The Mortgage Corner
The 10-year Treasury bond yield has fallen back to 2.86 percent, which is usually recession territory. And the 30-year conforming fixed rate is 4.125 percent again with a 1-point origination fee. This is unheard of in a fully employed economy currently growing at 3 percent. Longer term rates should be rising at such a time, not falling, as I said last week.
Then are we approaching recession territory? Nobel laureate Robert Shiller, perhaps the most informed behavioral economist following the housing market, has just opined that we are in the third largest housing boom, ever. He won last year’s Nobel Prize in the Economic Sciences because he has taken the trouble to understand Americans’ financial behavior in the housing market.

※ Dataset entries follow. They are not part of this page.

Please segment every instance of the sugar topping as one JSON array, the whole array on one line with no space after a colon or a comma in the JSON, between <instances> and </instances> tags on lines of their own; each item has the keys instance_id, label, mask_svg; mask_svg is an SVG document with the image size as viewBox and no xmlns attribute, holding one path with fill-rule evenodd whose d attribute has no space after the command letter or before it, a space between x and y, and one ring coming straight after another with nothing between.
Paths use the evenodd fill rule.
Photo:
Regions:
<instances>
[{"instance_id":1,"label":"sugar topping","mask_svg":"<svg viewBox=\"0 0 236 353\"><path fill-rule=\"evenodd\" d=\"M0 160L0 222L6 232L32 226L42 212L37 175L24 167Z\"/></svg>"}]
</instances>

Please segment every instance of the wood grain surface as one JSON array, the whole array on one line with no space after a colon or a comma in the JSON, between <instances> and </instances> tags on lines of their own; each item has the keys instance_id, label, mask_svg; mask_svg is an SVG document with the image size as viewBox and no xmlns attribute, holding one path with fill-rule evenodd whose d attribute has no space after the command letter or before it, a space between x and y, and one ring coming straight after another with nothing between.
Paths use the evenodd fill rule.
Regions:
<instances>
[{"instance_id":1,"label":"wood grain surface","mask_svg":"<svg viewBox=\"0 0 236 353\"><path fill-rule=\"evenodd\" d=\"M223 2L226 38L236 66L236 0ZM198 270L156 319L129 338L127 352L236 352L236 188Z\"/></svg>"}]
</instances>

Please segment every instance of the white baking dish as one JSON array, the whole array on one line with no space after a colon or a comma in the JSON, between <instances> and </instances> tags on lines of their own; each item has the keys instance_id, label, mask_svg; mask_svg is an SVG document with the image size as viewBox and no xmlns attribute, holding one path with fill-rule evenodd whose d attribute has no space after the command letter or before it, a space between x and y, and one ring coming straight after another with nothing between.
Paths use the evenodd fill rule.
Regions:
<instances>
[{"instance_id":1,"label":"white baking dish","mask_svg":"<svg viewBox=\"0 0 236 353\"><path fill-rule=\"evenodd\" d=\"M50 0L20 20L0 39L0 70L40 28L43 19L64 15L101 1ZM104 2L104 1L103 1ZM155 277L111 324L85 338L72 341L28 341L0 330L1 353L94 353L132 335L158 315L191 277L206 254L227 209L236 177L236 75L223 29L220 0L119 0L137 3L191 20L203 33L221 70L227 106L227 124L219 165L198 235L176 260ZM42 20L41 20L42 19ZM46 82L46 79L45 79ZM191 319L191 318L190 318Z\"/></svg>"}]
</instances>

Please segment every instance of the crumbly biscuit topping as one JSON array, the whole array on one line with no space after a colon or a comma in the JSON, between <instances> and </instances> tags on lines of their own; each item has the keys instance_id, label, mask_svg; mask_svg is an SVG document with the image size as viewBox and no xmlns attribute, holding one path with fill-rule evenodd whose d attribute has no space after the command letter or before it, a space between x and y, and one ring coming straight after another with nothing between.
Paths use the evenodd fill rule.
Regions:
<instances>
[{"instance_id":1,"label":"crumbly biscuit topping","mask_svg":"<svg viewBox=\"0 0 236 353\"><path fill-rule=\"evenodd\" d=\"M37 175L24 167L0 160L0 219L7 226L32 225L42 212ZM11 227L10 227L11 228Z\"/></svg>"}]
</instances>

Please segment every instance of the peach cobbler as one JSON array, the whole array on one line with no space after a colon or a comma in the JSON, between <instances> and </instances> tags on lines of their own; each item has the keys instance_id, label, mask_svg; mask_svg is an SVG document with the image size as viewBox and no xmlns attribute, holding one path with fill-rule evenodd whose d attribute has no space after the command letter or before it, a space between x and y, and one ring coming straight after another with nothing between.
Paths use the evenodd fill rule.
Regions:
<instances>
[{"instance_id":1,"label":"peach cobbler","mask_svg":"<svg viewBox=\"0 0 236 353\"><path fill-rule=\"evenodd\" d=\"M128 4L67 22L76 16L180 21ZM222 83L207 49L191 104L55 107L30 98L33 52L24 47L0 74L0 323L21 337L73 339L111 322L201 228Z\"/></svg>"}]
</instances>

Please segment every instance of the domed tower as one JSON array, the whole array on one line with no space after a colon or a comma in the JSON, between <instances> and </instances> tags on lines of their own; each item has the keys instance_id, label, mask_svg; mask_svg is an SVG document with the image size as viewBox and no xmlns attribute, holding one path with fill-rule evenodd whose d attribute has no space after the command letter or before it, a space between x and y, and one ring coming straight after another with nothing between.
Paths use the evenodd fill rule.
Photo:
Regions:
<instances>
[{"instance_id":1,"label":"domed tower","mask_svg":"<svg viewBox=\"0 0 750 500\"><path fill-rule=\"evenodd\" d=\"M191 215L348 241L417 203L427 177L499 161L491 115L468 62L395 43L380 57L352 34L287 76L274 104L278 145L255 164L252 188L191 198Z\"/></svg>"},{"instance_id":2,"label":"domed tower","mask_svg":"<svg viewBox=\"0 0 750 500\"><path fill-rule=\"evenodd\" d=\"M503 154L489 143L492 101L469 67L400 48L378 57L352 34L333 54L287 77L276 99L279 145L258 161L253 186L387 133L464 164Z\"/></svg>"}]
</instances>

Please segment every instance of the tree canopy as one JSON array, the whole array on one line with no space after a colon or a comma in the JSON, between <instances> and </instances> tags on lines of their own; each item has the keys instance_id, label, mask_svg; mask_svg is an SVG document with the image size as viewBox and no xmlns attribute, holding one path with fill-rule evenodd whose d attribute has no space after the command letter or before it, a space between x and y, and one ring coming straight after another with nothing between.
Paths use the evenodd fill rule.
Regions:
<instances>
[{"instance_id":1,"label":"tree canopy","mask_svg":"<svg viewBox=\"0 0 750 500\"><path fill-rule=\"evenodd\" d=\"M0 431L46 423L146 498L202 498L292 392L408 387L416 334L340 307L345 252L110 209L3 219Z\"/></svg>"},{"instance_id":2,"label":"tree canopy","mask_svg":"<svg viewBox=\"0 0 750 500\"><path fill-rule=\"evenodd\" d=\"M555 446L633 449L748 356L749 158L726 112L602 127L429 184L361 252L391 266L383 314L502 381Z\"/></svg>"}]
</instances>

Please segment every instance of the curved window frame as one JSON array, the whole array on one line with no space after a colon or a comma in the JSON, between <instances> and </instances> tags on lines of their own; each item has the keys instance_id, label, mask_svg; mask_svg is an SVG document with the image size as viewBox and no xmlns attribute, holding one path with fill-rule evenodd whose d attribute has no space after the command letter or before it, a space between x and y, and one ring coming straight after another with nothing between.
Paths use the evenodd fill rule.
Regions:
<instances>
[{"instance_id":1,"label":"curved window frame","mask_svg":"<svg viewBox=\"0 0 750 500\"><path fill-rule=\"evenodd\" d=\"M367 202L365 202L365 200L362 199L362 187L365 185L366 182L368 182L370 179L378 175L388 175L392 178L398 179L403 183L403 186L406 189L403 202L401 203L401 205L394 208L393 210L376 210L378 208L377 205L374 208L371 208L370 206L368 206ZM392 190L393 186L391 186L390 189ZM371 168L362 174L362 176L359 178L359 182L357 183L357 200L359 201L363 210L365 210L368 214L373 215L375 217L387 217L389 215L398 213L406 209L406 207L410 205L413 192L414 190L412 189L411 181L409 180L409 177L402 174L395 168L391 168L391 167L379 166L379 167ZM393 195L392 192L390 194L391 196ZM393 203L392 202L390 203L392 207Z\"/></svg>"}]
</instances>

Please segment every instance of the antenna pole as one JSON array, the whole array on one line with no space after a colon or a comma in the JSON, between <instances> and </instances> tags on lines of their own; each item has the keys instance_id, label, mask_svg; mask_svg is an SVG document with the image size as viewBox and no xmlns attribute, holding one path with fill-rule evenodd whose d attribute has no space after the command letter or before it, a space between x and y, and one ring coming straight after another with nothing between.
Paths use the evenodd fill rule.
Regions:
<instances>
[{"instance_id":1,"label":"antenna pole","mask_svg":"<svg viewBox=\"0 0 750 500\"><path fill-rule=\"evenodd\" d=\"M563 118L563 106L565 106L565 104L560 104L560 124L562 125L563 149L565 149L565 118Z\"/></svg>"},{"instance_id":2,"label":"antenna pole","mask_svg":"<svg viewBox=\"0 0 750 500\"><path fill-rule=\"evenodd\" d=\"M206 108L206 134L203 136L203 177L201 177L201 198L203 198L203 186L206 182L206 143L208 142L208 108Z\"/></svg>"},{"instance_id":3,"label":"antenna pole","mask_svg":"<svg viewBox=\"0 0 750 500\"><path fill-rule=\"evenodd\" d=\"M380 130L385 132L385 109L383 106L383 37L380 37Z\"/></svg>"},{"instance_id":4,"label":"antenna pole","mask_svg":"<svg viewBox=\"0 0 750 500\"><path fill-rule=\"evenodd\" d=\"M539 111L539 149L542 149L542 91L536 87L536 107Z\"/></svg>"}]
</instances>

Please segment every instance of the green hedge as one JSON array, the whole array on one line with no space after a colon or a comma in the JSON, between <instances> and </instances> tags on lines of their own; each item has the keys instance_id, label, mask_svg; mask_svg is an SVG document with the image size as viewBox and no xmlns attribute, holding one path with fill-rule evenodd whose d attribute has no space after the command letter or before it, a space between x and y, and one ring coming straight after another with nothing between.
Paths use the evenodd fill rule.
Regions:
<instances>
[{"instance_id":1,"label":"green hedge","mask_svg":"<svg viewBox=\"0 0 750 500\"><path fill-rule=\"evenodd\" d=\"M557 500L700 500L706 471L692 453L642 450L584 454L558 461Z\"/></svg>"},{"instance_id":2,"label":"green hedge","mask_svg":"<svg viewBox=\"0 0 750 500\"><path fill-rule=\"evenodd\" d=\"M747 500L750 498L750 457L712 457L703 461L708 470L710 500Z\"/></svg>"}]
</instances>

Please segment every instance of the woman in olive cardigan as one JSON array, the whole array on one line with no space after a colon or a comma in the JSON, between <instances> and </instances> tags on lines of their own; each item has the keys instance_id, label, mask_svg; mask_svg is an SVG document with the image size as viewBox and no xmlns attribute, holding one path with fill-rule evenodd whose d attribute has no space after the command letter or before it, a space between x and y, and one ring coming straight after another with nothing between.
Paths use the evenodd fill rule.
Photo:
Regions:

Only two other housing booms—the housing bubble preceding the Great Recession and that in post WWII 1940’s—lasted longer. Existing-home prices have risen 53 percent since 2012, 40 percent after inflation is factored in, said Professor Shiller.

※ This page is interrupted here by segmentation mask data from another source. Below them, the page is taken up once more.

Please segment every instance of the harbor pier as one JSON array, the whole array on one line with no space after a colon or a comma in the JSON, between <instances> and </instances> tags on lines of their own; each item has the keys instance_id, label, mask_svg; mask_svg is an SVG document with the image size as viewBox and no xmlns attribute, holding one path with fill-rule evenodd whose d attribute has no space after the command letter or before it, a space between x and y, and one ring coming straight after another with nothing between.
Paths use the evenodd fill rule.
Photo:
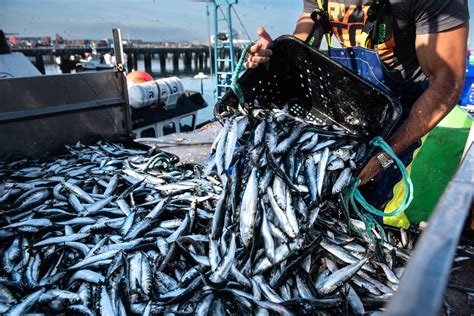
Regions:
<instances>
[{"instance_id":1,"label":"harbor pier","mask_svg":"<svg viewBox=\"0 0 474 316\"><path fill-rule=\"evenodd\" d=\"M13 49L15 52L23 53L25 56L32 57L33 63L41 73L45 73L44 57L59 57L59 67L63 73L70 73L76 68L79 62L78 58L85 58L87 53L92 53L92 48L89 47L38 47L38 48L17 48ZM111 48L97 48L95 50L99 54L106 54L112 51ZM236 54L239 55L241 49L236 49ZM209 51L207 46L194 47L125 47L124 52L127 55L127 70L144 70L148 73L166 74L166 61L171 59L172 72L178 74L181 71L185 73L192 73L198 71L207 71L213 65L213 49ZM211 54L211 56L209 55ZM78 58L71 58L71 56ZM238 56L237 56L238 57ZM229 58L229 56L221 56L220 58ZM144 69L138 69L138 60L143 59ZM153 60L159 60L160 69L153 69ZM184 69L180 69L180 61L184 65Z\"/></svg>"}]
</instances>

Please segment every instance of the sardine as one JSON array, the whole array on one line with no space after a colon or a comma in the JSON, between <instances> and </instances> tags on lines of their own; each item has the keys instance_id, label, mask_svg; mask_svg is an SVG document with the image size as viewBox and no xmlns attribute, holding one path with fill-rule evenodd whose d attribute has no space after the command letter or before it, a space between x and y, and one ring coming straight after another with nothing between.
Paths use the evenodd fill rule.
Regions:
<instances>
[{"instance_id":1,"label":"sardine","mask_svg":"<svg viewBox=\"0 0 474 316\"><path fill-rule=\"evenodd\" d=\"M342 170L339 178L337 178L336 183L332 187L332 194L336 195L341 193L345 188L349 186L351 181L352 170L351 168L345 168Z\"/></svg>"},{"instance_id":2,"label":"sardine","mask_svg":"<svg viewBox=\"0 0 474 316\"><path fill-rule=\"evenodd\" d=\"M258 202L257 186L257 169L253 168L242 197L242 206L240 209L240 238L245 247L250 245L254 234L253 225Z\"/></svg>"},{"instance_id":3,"label":"sardine","mask_svg":"<svg viewBox=\"0 0 474 316\"><path fill-rule=\"evenodd\" d=\"M355 262L347 267L337 270L330 276L328 276L322 286L318 288L318 292L321 295L328 295L334 292L336 289L341 287L347 280L349 280L354 274L356 274L366 263L367 258L364 258L358 262Z\"/></svg>"}]
</instances>

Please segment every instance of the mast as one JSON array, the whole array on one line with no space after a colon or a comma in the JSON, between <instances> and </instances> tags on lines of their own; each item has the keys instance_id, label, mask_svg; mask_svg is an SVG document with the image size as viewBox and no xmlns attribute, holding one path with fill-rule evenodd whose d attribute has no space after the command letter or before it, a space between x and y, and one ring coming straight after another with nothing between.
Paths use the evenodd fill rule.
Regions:
<instances>
[{"instance_id":1,"label":"mast","mask_svg":"<svg viewBox=\"0 0 474 316\"><path fill-rule=\"evenodd\" d=\"M230 87L235 69L232 6L238 0L214 0L207 3L214 18L214 97L220 100Z\"/></svg>"}]
</instances>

“Since February 2012, when the price declines associated with the last financial crisis ended, prices for existing homes in the United States have been rising steadily and enormously. According to the S&P/CoreLogic/Case-Shiller National Home Price Index (which I helped to create) as of September, the prices were 53 percent higher than they were at the bottom of the market in 2012.”
It’s possible we are at the top of this housing boom, which means at the top of this business cycle, as well, since the financial markets usually follow where housing goes. Housing prices and housing demand are forward-looking indicators, in other words, because home buyers are sensitive to inflation and interest rate trends.

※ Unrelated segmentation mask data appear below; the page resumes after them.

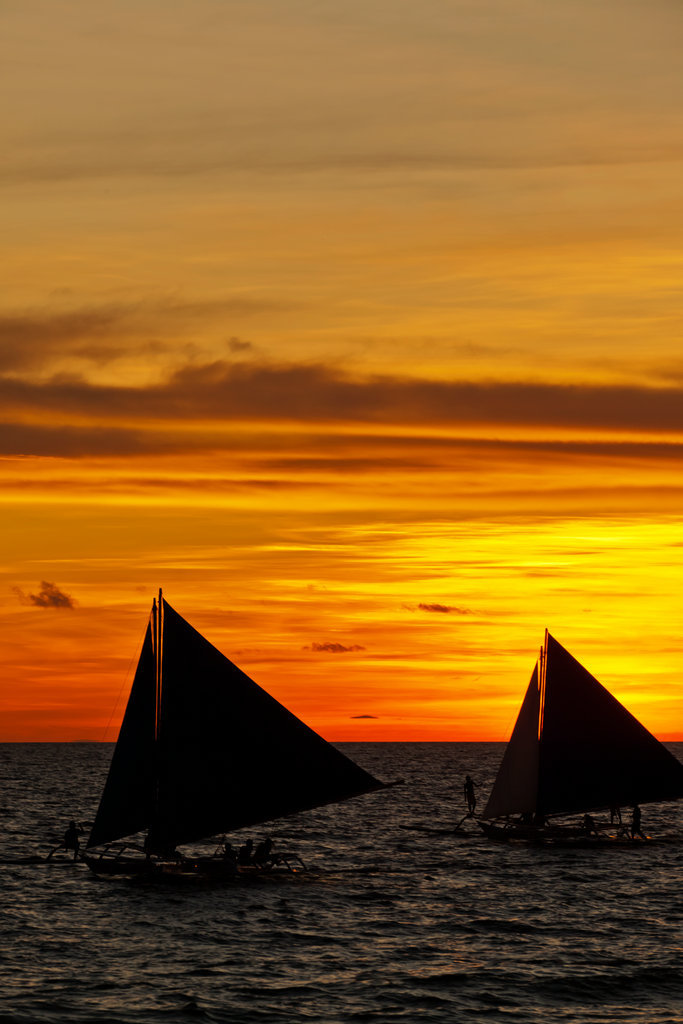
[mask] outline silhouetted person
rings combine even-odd
[[[545,825],[545,814],[542,814],[540,811],[536,811],[534,814],[534,825],[536,825],[537,828],[543,828]]]
[[[73,850],[74,860],[78,860],[78,851],[81,846],[81,841],[78,838],[83,835],[83,829],[79,828],[75,821],[69,822],[69,827],[64,833],[64,849],[69,852]]]
[[[613,825],[616,821],[617,825],[621,825],[621,808],[610,807],[609,809],[609,823]]]
[[[254,840],[247,839],[244,846],[240,846],[240,852],[237,854],[237,863],[245,867],[252,863]]]
[[[237,850],[227,840],[223,843],[222,868],[230,875],[237,874]]]
[[[584,814],[583,827],[589,836],[597,836],[598,830],[595,827],[595,819],[592,814]]]
[[[266,836],[266,838],[262,839],[254,850],[254,863],[258,864],[260,867],[264,867],[264,865],[272,863],[273,858],[270,853],[272,849],[273,840],[270,836]]]
[[[474,814],[474,808],[477,806],[477,798],[474,795],[474,783],[469,775],[465,776],[465,784],[462,788],[465,794],[465,801],[467,803],[467,812],[468,814]]]
[[[636,836],[640,836],[641,839],[645,838],[640,830],[640,807],[638,804],[634,806],[631,817],[631,839],[635,839]]]

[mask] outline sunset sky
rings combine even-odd
[[[152,598],[330,740],[683,739],[683,8],[6,0],[2,740]]]

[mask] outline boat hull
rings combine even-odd
[[[538,843],[554,846],[634,846],[642,839],[633,839],[625,830],[587,832],[580,825],[523,825],[519,822],[479,821],[485,836],[499,843]]]
[[[162,864],[145,857],[91,857],[86,854],[83,860],[96,875],[157,875],[161,873]]]
[[[262,878],[264,875],[300,874],[306,867],[300,858],[289,856],[278,863],[235,865],[222,857],[181,857],[162,861],[146,857],[92,857],[83,858],[90,870],[103,877],[157,878],[168,881],[220,881],[230,882]]]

Actually, Professor Shiller maintains most investors are fairly lazy in their research of investments, including housing purchases, which is why we have housing bubbles. That’s because investors tend to listen to good stories or word-of-mouth opinions by others they may or may not trust, rather than do their own research that might tell them the innate value of an investment in greater depth.
Such ‘irrational exuberance’ caused the last housing bubble because homebuyers believed the conventional story that home prices would never decline; and they hadn’t since World War Two. That’s why homebuyers pushed up housing prices as much as 20 percent per year before the bubble burst in 2018, and housing prices declined for the first time since World War Two!
Shiller goes through all the possibilities for the current housing boom, including good economic times and the low jobless rate, but I vote for the simplest explanation— low interest rates.
It’s true 30-year conforming fixed mortgage rates were even lower last year at this time; as low as 3.50 percent; but the Fed is no longer buying mortgage-backed securities with their QE program. They are now selling a portion of their $4 trillion portfolio. This should boost mortgages and other longer term fixed yields; but that isn’t happening as investors prefer to snap up more secure sovereign debt insured by the ‘faith and credit’ of the U.S. government.
Then do we have a housing bubble today? Not yet, as there are far too few homes being built at present. Builders are playing catchup to the lingering results of the Great Recession—too many low-paying jobs, too strict qualification standards by conforming lenders that sell to Fannie Mae and Freddie Mac (those entities still owned by the federal government), and cities that don’t want more homes built in their own backyard.